How can I stand with the glory of God!? How can I speak, how can I talk when I don't even have words. No words to describe. Nothing comes to mind. Just a five letter word. My life in his hands.
J-E-S-U-S.
Never been true to myself. How would I know? The biggest truth I've ever known, face to face with my flesh on the floor. Broken eyes stare into loving pools of compassion. What is this? I don't deserve. My flesh screams and pulls away. Compassionate eyes filled with tears.
Four words I receive. "I know the pain"
Bewildered eyes stare at the tears. Flesh dripping with sin. Spirit within. Not knowing what to do the spirit retreats. "I'm not here to hurt you, I've come to heal."
Flesh assures he's here for harm, here to judge, justice in arm. Here to sight as you've known. Here to condemn for all you've done. Never known your pain, never known your sorrow. Stood in the door as you cried for tomorrow.
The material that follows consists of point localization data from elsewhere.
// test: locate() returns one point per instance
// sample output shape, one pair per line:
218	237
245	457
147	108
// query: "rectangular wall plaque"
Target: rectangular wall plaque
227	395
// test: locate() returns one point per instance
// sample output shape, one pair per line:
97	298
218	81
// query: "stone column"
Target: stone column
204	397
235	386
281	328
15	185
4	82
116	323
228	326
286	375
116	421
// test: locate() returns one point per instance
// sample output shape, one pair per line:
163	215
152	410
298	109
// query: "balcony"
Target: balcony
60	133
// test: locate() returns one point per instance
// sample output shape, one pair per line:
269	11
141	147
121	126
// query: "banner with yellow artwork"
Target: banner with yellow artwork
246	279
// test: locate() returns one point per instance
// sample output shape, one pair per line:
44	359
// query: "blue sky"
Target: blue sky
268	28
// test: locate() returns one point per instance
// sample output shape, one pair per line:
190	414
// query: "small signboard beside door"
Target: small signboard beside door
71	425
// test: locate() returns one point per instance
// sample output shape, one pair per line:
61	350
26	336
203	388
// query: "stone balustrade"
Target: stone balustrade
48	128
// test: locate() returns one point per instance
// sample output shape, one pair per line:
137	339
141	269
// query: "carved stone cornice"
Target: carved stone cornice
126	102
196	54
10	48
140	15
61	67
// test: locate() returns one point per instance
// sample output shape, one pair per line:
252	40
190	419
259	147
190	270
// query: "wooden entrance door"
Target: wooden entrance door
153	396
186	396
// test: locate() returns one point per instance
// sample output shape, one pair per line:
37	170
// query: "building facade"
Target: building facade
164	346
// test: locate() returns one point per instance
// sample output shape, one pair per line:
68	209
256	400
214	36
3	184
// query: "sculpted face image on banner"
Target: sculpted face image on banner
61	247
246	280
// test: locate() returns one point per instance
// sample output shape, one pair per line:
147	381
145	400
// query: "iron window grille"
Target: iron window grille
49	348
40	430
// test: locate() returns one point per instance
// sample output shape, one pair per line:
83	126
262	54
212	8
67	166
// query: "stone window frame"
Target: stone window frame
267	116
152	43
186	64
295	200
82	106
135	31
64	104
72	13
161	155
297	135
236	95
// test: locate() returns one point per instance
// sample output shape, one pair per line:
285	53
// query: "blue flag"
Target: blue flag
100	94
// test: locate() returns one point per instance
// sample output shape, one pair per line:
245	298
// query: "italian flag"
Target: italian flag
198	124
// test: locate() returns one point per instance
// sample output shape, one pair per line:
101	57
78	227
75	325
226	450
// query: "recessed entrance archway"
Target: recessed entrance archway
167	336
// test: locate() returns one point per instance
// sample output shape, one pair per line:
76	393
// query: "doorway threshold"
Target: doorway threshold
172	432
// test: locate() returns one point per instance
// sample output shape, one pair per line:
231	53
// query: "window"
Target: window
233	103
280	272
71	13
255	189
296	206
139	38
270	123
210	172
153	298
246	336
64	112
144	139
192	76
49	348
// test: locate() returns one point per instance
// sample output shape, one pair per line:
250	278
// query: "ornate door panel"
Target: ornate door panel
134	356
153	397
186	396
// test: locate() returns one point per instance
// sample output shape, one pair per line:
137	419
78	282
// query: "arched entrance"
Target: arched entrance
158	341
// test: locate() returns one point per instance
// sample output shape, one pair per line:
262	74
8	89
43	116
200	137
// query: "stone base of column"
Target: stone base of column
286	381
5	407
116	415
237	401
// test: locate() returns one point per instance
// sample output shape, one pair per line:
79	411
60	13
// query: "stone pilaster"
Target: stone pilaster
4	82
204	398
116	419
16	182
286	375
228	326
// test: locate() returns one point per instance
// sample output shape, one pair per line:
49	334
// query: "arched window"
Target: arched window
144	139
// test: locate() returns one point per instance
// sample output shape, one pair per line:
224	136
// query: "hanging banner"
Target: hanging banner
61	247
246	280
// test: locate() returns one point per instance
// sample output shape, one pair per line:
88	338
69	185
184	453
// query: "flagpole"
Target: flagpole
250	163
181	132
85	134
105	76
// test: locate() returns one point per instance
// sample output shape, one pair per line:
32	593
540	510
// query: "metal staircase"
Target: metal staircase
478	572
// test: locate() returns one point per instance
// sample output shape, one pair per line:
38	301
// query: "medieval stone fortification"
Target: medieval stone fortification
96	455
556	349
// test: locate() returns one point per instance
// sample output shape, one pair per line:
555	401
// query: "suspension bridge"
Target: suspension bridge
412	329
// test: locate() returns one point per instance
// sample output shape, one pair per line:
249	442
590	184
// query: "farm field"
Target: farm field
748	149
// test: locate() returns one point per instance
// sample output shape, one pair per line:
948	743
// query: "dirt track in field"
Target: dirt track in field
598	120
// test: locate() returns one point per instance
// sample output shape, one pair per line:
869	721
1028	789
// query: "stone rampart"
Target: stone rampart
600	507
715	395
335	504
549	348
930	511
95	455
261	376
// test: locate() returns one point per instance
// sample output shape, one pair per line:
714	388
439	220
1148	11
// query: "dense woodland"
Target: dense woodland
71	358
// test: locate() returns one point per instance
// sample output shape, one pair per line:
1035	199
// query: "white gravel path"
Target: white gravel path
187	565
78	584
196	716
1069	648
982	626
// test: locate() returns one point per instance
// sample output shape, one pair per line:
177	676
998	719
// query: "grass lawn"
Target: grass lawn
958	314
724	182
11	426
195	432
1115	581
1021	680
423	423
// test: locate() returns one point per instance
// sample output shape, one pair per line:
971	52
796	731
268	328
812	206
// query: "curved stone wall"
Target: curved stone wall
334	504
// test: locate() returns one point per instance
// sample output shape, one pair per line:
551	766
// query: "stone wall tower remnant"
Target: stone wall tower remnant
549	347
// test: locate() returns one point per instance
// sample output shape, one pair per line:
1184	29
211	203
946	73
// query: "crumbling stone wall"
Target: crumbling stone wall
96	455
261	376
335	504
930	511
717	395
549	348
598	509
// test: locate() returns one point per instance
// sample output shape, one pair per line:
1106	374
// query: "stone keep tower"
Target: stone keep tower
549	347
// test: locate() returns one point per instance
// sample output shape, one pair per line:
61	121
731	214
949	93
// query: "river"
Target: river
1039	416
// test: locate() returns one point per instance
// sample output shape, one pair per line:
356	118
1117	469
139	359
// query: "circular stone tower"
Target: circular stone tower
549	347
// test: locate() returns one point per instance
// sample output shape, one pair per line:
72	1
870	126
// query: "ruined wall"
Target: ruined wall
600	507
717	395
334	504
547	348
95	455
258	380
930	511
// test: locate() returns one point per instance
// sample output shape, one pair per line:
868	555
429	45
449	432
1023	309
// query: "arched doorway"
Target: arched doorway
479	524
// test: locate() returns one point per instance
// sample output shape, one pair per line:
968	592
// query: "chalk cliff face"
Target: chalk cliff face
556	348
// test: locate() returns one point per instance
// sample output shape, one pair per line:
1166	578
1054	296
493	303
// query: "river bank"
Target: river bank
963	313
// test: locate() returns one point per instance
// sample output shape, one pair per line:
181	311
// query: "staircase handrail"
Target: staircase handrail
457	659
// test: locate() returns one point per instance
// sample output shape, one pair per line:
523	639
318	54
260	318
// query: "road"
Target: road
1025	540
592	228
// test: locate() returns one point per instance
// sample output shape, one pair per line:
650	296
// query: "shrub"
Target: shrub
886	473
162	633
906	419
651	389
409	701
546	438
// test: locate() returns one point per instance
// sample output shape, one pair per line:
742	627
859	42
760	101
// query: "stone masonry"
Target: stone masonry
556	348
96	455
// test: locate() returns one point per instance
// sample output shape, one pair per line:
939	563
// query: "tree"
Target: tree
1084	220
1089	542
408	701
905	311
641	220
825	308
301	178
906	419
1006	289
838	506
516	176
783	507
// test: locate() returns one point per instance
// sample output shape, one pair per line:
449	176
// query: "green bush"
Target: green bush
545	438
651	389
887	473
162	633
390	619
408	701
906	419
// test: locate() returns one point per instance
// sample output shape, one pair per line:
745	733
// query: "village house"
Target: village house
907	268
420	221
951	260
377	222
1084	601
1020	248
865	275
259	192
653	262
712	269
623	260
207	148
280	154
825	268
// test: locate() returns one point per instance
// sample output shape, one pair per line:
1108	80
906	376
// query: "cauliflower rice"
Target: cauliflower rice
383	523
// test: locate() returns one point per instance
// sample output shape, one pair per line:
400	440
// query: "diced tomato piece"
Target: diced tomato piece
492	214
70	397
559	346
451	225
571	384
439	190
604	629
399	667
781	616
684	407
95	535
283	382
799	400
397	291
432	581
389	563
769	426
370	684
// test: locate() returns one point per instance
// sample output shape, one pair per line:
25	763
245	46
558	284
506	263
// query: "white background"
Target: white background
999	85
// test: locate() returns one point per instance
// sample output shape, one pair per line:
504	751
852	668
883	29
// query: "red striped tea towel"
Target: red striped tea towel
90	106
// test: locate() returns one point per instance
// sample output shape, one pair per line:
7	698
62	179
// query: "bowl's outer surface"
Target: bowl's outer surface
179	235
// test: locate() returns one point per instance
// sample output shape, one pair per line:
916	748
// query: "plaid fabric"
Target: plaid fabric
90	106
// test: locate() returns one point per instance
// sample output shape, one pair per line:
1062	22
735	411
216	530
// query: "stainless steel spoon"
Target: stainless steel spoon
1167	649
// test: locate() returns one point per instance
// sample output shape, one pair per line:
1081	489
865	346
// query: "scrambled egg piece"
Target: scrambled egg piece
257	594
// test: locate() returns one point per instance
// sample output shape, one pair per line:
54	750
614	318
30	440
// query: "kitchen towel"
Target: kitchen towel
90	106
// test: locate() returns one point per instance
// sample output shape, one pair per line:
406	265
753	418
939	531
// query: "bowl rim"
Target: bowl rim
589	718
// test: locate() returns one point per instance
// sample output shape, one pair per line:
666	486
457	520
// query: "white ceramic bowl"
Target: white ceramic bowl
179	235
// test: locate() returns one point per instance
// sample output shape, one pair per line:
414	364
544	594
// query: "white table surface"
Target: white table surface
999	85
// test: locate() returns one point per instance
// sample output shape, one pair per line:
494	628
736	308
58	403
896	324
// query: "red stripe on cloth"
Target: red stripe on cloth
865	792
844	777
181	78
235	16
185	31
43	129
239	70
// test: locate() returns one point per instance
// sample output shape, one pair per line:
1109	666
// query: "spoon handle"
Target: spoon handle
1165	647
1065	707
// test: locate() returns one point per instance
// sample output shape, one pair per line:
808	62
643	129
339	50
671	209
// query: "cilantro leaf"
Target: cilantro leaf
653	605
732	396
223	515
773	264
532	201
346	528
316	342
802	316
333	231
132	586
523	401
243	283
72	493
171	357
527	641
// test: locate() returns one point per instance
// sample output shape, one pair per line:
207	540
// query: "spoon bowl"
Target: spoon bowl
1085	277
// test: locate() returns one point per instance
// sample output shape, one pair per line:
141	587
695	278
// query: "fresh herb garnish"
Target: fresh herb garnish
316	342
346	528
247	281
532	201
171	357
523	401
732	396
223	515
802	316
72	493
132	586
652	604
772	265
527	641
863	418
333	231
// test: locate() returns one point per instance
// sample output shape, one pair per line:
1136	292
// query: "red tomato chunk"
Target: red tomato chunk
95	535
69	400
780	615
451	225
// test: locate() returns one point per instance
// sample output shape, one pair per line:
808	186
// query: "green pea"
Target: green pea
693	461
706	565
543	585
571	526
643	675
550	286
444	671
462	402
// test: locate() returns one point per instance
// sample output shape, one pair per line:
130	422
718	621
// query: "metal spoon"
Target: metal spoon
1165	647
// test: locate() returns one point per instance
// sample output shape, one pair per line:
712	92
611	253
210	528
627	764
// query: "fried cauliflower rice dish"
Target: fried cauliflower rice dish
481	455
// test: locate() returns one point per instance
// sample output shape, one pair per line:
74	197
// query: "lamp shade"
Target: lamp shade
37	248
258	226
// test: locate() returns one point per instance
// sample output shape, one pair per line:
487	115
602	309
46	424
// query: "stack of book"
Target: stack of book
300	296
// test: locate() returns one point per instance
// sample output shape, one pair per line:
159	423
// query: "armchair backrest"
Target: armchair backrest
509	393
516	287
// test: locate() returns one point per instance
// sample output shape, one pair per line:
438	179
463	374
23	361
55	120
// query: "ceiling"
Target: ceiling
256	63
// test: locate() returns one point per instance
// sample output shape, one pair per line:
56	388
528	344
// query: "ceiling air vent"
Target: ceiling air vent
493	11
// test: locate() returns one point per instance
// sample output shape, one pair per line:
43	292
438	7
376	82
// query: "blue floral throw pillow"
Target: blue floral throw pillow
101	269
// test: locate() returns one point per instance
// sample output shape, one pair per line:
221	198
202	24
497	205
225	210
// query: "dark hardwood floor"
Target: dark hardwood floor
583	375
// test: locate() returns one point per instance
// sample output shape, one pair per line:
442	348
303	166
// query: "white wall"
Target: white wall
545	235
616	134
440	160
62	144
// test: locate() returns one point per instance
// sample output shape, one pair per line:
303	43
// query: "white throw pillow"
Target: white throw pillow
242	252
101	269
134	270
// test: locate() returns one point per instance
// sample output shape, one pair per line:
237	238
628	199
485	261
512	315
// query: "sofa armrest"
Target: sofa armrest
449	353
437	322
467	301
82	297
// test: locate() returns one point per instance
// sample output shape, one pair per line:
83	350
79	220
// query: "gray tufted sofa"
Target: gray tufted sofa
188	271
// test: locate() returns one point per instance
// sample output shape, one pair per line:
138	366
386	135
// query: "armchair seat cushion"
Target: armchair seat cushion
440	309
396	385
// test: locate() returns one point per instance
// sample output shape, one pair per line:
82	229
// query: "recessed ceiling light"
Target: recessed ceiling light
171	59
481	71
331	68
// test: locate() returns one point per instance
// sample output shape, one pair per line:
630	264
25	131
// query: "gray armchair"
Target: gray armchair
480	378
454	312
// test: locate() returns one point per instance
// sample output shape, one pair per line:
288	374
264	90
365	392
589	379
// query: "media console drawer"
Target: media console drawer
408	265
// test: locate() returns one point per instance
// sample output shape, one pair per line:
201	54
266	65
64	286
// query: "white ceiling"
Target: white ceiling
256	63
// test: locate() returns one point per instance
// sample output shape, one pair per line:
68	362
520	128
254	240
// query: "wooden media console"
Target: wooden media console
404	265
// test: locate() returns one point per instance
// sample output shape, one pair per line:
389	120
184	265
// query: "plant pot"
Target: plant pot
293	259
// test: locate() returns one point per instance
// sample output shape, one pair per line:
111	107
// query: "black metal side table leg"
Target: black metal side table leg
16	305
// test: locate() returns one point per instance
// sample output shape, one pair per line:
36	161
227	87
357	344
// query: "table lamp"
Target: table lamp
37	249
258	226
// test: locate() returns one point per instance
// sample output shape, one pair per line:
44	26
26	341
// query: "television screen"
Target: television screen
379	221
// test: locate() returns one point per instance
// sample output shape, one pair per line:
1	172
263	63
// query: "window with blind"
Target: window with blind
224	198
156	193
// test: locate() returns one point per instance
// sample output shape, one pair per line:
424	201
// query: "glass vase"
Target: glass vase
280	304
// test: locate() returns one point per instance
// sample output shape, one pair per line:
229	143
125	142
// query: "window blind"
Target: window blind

Spirit broken it clings to the flesh. Ripping and screaming as his eyes now stare. "What has flesh done to you? You're mine I swear."
Scarred hands now reach within. Grabbing hold of the spirit clinging to sin. Gentle as a feather it touches my soul. Breaking the bond between spirit and sin. Peaceful spirit lays close to His heart.
"Your name is written in my book, my laws in your heart." Softly weeping spirit pleads: never again to sin will I flee. Hard times they came but his grip remained firm. Clinging to spirit gentle as ever, always always being the feather.
You can have my all if you swear you won't drop me. "Never have I, never I will" why did you let that happen spirit screams out! Crying and weeping as turmoil comes.
Purely blood runs from spirits chest. A hole where love was, punctured by test. Slowly spirit moves away, step by step towards decay.
Again it's met by compassionate eyes. Four words followed no surprise; "I know the pain"
Spirit now lays in the makers arms. Fear now a memory. Sorrow is gone.
God showed me this amazing picture as I was sitting on a rooftop in Bangkok, reflecting on Indonesia, after having to say goodbye to my mom for 8 days! I was furious, screaming at God for not just giving me a chance to talk to my mom for the last time before giving him 8 days alone without distractions with him. I literally told him to just let me talk to her then he can bother me again.
After I had finished speaking to her over a crackling WhatsApp call, I realized why I was so upset to not talk to my mom. Even though I know that God is in control of me, my life and everything. Even my mom. I was scared. I was scared that my mom would die if I don't talk to her for 8 days. I sat on the rooftop crying for 10mins and then God began His sweet work of explaining my journey to me, as I've just shared. Although my dad had passed away. God didn't turn His back on me. He held me tighter. He understands. His Son was crucified for me. For my sin to be washed away.
He is holding me. I don't have to fear.